第 202章 对话(2/2)
陈朝阳的嘴唇抿成一条坚硬的直线,老首长描绘的残酷图景,正是他日夜思考的噩梦。他没有爭辩,目光更加沉凝。
看到陈朝阳默不作声,眼睛里却依旧透露著第一次见到他的坚毅目光,是自信的光,也是希望的光,更是无数烈士坚信抗战会胜利的光。
但让他诧异,不过他还是深深吸了一口烟,烟雾繚绕中,他的眼神变得无比锐利和冰冷,带著一种刻骨铭心的警惕和寒意:
“还有……苏联!那个老毛子!” 他几乎是咬著牙吐出这个词,“我在东北和他们打了多少年交道?!
你也接触过那些顾问!他们是什么人?是生意人!是唯利是图的商人!
是隨时可能背信弃义、出卖盟友的赌徒!他们答应给空中掩护?答应给重装备支援?口惠而实不至!
到现在,影子在哪里?!”
他猛地倾身向前,目光灼灼地逼视著陈朝阳,那眼神仿佛要穿透他的灵魂:
“朝阳!一旦我们几十万热血儿郎过了江,在朝鲜的山沟里和美军绞杀在一起,而苏联人像当年在西班牙、或者像他们惯常做的那样,突然缩手,甚至背后捅刀!

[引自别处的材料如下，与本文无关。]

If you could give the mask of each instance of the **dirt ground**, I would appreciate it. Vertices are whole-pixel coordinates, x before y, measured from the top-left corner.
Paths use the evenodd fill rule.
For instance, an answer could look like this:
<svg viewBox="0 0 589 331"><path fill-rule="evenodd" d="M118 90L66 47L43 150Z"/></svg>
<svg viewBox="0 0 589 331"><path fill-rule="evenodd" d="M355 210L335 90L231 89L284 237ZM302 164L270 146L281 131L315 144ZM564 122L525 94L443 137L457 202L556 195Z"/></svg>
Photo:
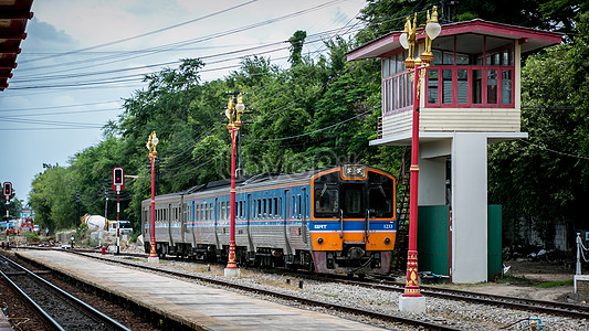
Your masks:
<svg viewBox="0 0 589 331"><path fill-rule="evenodd" d="M519 297L536 300L575 303L589 302L589 297L575 295L575 287L572 284L549 288L535 287L536 285L543 282L572 280L575 276L575 265L565 266L564 263L548 264L532 260L506 260L504 261L504 265L511 266L506 277L507 279L512 279L512 281L452 285L452 287L481 293Z"/></svg>

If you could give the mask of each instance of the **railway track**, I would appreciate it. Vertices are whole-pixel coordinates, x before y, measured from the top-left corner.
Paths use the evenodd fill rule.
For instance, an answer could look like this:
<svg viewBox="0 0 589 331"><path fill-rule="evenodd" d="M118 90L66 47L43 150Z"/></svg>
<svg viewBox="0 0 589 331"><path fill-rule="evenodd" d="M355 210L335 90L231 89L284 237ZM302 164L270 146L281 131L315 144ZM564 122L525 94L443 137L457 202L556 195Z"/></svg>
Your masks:
<svg viewBox="0 0 589 331"><path fill-rule="evenodd" d="M361 287L376 288L380 290L403 292L404 285L381 280L381 279L364 279L350 280L347 278L326 278L329 281L341 284L357 285ZM496 295L483 295L463 290L445 289L437 287L420 286L421 293L425 297L441 298L449 300L460 300L477 305L488 305L502 308L512 308L524 311L549 313L556 316L566 316L578 319L589 319L589 306L575 305L567 302L551 302L544 300L534 300L525 298L515 298Z"/></svg>
<svg viewBox="0 0 589 331"><path fill-rule="evenodd" d="M87 255L95 258L101 258L96 255ZM132 256L140 256L137 254L134 254ZM145 256L145 255L144 255ZM107 259L112 261L111 259ZM171 274L178 277L188 277L192 279L201 279L203 281L213 281L218 282L219 285L223 286L231 286L227 285L224 281L220 280L210 280L204 277L198 277L192 275L185 275L181 273L176 271L167 271L159 268L154 268L149 266L141 266L136 264L129 264L125 261L117 261L117 263L124 263L132 265L134 267L140 267L140 268L147 268L152 269L156 271L167 273ZM287 271L281 270L280 274L288 274ZM311 276L305 273L293 273L294 277L303 277L308 278L313 280L319 280L319 281L330 281L330 282L340 282L340 284L348 284L348 285L355 285L366 288L374 288L382 291L392 291L392 292L402 292L404 290L404 286L399 282L395 282L387 279L379 279L379 278L366 278L362 280L357 279L350 279L348 277L323 277L323 276ZM501 308L509 308L520 311L529 311L535 313L548 313L553 316L564 316L564 317L570 317L575 319L589 319L589 306L586 305L575 305L575 303L566 303L566 302L553 302L553 301L544 301L544 300L533 300L533 299L524 299L524 298L515 298L515 297L506 297L506 296L494 296L494 295L483 295L483 293L476 293L476 292L470 292L470 291L463 291L463 290L454 290L454 289L445 289L445 288L437 288L437 287L428 287L428 286L421 286L421 292L425 297L431 298L441 298L441 299L448 299L448 300L454 300L454 301L464 301L464 302L471 302L476 305L486 305L486 306L493 306L493 307L501 307ZM262 292L262 290L259 289L251 289L251 291L257 291ZM277 293L267 293L270 296L280 297ZM297 300L296 298L291 298L292 300ZM303 299L298 301L304 301ZM311 302L307 305L312 305ZM322 306L320 303L317 303L316 306ZM330 307L329 305L322 306L335 309L335 307ZM345 307L341 307L340 310L343 311L349 311L346 310ZM357 312L361 313L361 312Z"/></svg>
<svg viewBox="0 0 589 331"><path fill-rule="evenodd" d="M129 330L2 255L0 274L51 330Z"/></svg>
<svg viewBox="0 0 589 331"><path fill-rule="evenodd" d="M288 293L283 293L283 292L278 292L278 291L274 291L274 290L261 289L261 288L255 288L255 287L250 287L250 286L244 286L244 285L231 282L231 281L224 281L224 280L221 280L221 279L211 279L211 278L208 278L208 277L201 277L201 276L190 275L190 274L180 273L180 271L167 270L167 269L146 266L146 265L141 265L141 264L134 264L134 263L129 263L129 261L125 261L125 260L113 260L113 259L108 259L108 258L103 258L103 257L97 256L95 254L87 254L86 252L75 252L75 250L67 250L67 252L74 253L74 254L78 254L78 255L83 255L83 256L91 257L91 258L102 259L102 260L109 261L109 263L117 263L117 264L126 265L126 266L134 267L134 268L140 268L140 269L146 269L146 270L149 270L149 271L162 273L162 274L167 274L167 275L175 276L175 277L178 277L178 278L185 278L185 279L191 279L191 280L200 280L200 281L203 281L203 282L214 284L214 285L227 287L227 288L233 288L233 289L238 289L238 290L242 290L242 291L246 291L246 292L253 292L253 293L257 293L257 295L270 296L270 297L280 298L280 299L283 299L283 300L287 300L287 301L304 303L304 305L312 306L312 307L320 307L320 308L326 308L326 309L329 309L329 310L338 310L338 311L346 312L346 313L369 317L369 318L374 318L374 319L378 319L378 320L382 320L382 321L400 323L400 324L403 324L403 325L414 325L414 327L425 328L427 330L461 330L461 329L456 329L456 328L454 328L452 325L432 323L432 322L421 321L421 320L418 320L418 319L411 319L411 318L406 318L406 317L401 317L401 316L380 313L380 312L377 312L377 311L370 311L370 310L366 310L366 309L358 309L358 308L355 308L355 307L349 307L349 306L344 306L344 305L335 305L335 303L330 303L330 302L313 300L313 299L308 299L308 298L304 298L304 297L299 297L299 296L293 296L293 295L288 295Z"/></svg>

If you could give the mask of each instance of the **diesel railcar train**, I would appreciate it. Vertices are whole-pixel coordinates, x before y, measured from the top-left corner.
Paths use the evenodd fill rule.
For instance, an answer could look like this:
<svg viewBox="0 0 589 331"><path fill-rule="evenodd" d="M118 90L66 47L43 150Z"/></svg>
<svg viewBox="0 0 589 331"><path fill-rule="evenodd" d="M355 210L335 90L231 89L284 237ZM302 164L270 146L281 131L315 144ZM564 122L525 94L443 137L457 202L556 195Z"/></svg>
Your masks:
<svg viewBox="0 0 589 331"><path fill-rule="evenodd" d="M238 180L238 263L318 274L389 273L397 233L395 203L396 179L359 164ZM229 181L156 196L158 255L227 259L230 204ZM146 253L150 207L150 199L143 201Z"/></svg>

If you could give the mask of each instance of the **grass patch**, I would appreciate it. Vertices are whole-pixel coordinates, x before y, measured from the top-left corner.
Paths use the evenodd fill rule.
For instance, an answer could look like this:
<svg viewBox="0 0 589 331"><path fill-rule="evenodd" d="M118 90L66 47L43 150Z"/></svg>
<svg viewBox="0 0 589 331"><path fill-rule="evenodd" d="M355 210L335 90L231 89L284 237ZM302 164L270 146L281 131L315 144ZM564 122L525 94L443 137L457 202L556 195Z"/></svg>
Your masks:
<svg viewBox="0 0 589 331"><path fill-rule="evenodd" d="M551 287L559 287L559 286L566 286L566 285L572 285L572 279L569 280L561 280L561 281L548 281L548 282L540 282L534 287L536 288L551 288Z"/></svg>
<svg viewBox="0 0 589 331"><path fill-rule="evenodd" d="M514 276L503 276L495 280L496 284L507 284L507 282L529 282L530 280L526 277L514 277Z"/></svg>

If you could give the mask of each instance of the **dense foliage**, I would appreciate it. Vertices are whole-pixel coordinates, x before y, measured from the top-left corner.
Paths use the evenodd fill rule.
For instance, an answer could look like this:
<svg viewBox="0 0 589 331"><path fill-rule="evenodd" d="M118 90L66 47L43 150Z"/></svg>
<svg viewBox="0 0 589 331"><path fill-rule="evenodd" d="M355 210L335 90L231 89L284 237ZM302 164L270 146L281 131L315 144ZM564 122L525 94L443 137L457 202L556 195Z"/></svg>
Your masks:
<svg viewBox="0 0 589 331"><path fill-rule="evenodd" d="M589 197L588 4L454 3L441 7L441 19L482 18L570 33L565 44L523 64L522 125L529 139L490 147L490 203L504 205L505 218L524 216L539 225L578 222L575 227L589 227L581 210ZM306 33L296 31L288 40L290 68L252 56L227 77L202 82L199 72L206 64L187 58L178 68L147 75L146 87L125 100L118 121L105 126L101 143L72 157L69 167L48 168L34 179L30 204L36 220L50 228L69 227L83 213L104 214L105 197L116 199L109 188L112 168L120 166L137 175L127 178L120 196L123 217L137 226L140 202L150 193L145 143L151 131L159 138L160 193L228 178L230 136L222 115L228 90L248 93L244 102L250 110L240 131L239 167L244 173L360 162L396 174L402 148L368 147L380 116L380 64L348 63L345 53L401 30L408 13L423 14L432 4L438 1L368 0L361 12L367 28L354 40L327 41L327 52L318 58L303 55ZM108 216L114 217L111 205Z"/></svg>

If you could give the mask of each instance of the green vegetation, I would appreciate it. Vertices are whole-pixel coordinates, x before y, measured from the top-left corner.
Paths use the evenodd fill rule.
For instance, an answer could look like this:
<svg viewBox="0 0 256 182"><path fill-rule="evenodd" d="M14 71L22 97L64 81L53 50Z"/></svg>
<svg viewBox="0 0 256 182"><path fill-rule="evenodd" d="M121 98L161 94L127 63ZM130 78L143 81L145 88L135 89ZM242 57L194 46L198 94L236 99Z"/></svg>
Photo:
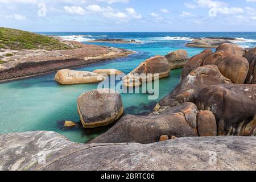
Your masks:
<svg viewBox="0 0 256 182"><path fill-rule="evenodd" d="M0 60L0 64L3 64L3 63L5 63L6 62L2 61L2 60Z"/></svg>
<svg viewBox="0 0 256 182"><path fill-rule="evenodd" d="M0 48L14 50L44 49L69 49L72 46L47 36L19 30L0 27Z"/></svg>

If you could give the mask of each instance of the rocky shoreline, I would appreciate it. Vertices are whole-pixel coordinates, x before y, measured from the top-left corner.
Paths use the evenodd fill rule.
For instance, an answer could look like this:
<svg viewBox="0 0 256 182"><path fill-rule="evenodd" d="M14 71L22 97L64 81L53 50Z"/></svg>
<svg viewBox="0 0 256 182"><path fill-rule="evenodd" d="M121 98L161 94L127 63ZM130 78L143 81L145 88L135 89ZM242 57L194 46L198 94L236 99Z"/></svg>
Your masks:
<svg viewBox="0 0 256 182"><path fill-rule="evenodd" d="M13 55L5 58L0 64L0 82L20 79L126 57L134 52L109 47L85 45L65 41L80 48L68 50L23 50L11 51ZM10 52L6 50L2 53Z"/></svg>
<svg viewBox="0 0 256 182"><path fill-rule="evenodd" d="M89 144L51 131L13 133L0 135L0 170L255 171L255 142L217 136Z"/></svg>

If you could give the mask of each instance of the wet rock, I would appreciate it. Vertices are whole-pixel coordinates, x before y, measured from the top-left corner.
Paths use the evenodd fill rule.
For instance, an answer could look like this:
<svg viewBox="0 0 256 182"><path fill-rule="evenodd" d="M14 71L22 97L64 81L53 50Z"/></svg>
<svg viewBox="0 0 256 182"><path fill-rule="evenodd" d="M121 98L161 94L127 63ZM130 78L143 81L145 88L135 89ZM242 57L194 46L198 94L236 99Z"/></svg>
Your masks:
<svg viewBox="0 0 256 182"><path fill-rule="evenodd" d="M203 65L205 58L208 57L212 51L210 49L205 49L200 54L192 57L185 64L182 69L181 79L183 79L194 69Z"/></svg>
<svg viewBox="0 0 256 182"><path fill-rule="evenodd" d="M218 52L205 59L204 65L216 65L224 76L233 83L243 84L248 73L248 61L241 56L229 51Z"/></svg>
<svg viewBox="0 0 256 182"><path fill-rule="evenodd" d="M109 89L93 90L77 98L77 109L82 126L94 128L107 126L123 113L121 95Z"/></svg>
<svg viewBox="0 0 256 182"><path fill-rule="evenodd" d="M0 154L4 156L0 158L0 169L255 171L255 137L191 137L149 144L88 144L72 142L54 132L31 131L0 135ZM217 156L216 163L209 165L213 152Z"/></svg>
<svg viewBox="0 0 256 182"><path fill-rule="evenodd" d="M168 135L162 135L160 136L159 142L166 141L169 139Z"/></svg>
<svg viewBox="0 0 256 182"><path fill-rule="evenodd" d="M158 142L159 138L165 135L197 136L197 112L196 105L187 102L158 114L126 115L110 130L90 143L150 143Z"/></svg>
<svg viewBox="0 0 256 182"><path fill-rule="evenodd" d="M197 130L200 136L217 136L217 123L213 114L202 110L197 114Z"/></svg>
<svg viewBox="0 0 256 182"><path fill-rule="evenodd" d="M182 49L170 52L165 56L171 69L183 68L189 59L188 52Z"/></svg>
<svg viewBox="0 0 256 182"><path fill-rule="evenodd" d="M249 50L244 56L250 64L245 82L248 84L256 84L256 47Z"/></svg>
<svg viewBox="0 0 256 182"><path fill-rule="evenodd" d="M255 123L246 126L256 114L256 85L224 84L207 86L197 97L200 110L211 111L215 116L219 135L251 133Z"/></svg>
<svg viewBox="0 0 256 182"><path fill-rule="evenodd" d="M65 121L64 126L64 127L74 127L76 126L76 124L71 121Z"/></svg>
<svg viewBox="0 0 256 182"><path fill-rule="evenodd" d="M173 107L185 102L195 102L200 90L207 86L232 84L223 76L214 65L207 65L194 69L183 79L177 87L161 100L155 109L161 106Z"/></svg>
<svg viewBox="0 0 256 182"><path fill-rule="evenodd" d="M163 78L169 76L170 72L167 59L164 56L155 56L142 63L136 69L124 77L123 80L124 83L130 83L129 85L131 86L131 80L135 80L135 83L142 80L154 80L155 78L154 74L158 74L158 78ZM129 79L130 80L127 80Z"/></svg>
<svg viewBox="0 0 256 182"><path fill-rule="evenodd" d="M55 79L63 85L72 85L101 82L105 77L90 72L61 69L57 72Z"/></svg>

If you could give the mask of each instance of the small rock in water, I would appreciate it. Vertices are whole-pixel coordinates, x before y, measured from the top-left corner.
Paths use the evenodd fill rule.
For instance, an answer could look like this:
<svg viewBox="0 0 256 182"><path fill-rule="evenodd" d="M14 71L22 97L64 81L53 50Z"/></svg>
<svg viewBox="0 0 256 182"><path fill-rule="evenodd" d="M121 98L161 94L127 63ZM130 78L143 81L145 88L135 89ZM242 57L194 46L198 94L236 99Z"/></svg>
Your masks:
<svg viewBox="0 0 256 182"><path fill-rule="evenodd" d="M168 135L162 135L160 136L159 142L166 141L169 139Z"/></svg>
<svg viewBox="0 0 256 182"><path fill-rule="evenodd" d="M74 127L76 126L76 124L72 121L66 121L64 122L64 127Z"/></svg>

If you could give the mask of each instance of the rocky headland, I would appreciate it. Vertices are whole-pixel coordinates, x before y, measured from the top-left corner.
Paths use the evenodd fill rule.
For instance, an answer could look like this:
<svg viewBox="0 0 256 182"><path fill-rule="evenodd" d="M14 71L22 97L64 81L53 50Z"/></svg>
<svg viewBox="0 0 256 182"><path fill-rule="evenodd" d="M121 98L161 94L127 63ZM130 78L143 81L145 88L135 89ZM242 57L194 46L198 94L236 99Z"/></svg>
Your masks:
<svg viewBox="0 0 256 182"><path fill-rule="evenodd" d="M138 43L135 40L126 40L118 39L98 39L89 40L88 42L106 42L114 44L137 44Z"/></svg>
<svg viewBox="0 0 256 182"><path fill-rule="evenodd" d="M0 81L84 66L134 53L123 49L85 45L20 30L1 28ZM25 39L34 41L25 44Z"/></svg>
<svg viewBox="0 0 256 182"><path fill-rule="evenodd" d="M205 38L194 39L192 42L186 44L188 47L217 48L223 43L233 43L234 41L241 40L229 38Z"/></svg>

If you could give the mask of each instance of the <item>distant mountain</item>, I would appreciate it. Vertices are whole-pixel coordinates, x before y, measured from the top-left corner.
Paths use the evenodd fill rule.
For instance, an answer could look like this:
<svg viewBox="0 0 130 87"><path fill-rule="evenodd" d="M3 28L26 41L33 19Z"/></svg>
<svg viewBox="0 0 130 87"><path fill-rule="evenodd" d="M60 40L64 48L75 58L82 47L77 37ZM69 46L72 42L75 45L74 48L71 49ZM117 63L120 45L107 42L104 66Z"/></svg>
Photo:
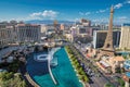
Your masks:
<svg viewBox="0 0 130 87"><path fill-rule="evenodd" d="M30 20L30 21L25 21L25 23L29 24L53 24L53 20ZM70 21L57 21L60 24L74 24L75 22Z"/></svg>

到那时,我们怎么办?!几十万將士,暴露在美军绝对优势的火力下,后勤断绝,进退维谷!
那就是灭顶之灾!亡国之祸!这个风险,我们承担得起吗?!”
他的声音,每一个字都像是从胸腔深处挤压出来的血泪和质问,重重地砸在陈朝阳的心上。
陈朝阳沉默了。
老首长的每一个字,都扎在他最深的顾虑上。
那对美军绝对实力的深刻忌惮,那对苏联盟友近乎本能的不信任,並非怯懦,而是基於无数次血火教训和冰冷现实的、最清醒也最沉重的战略忧虑。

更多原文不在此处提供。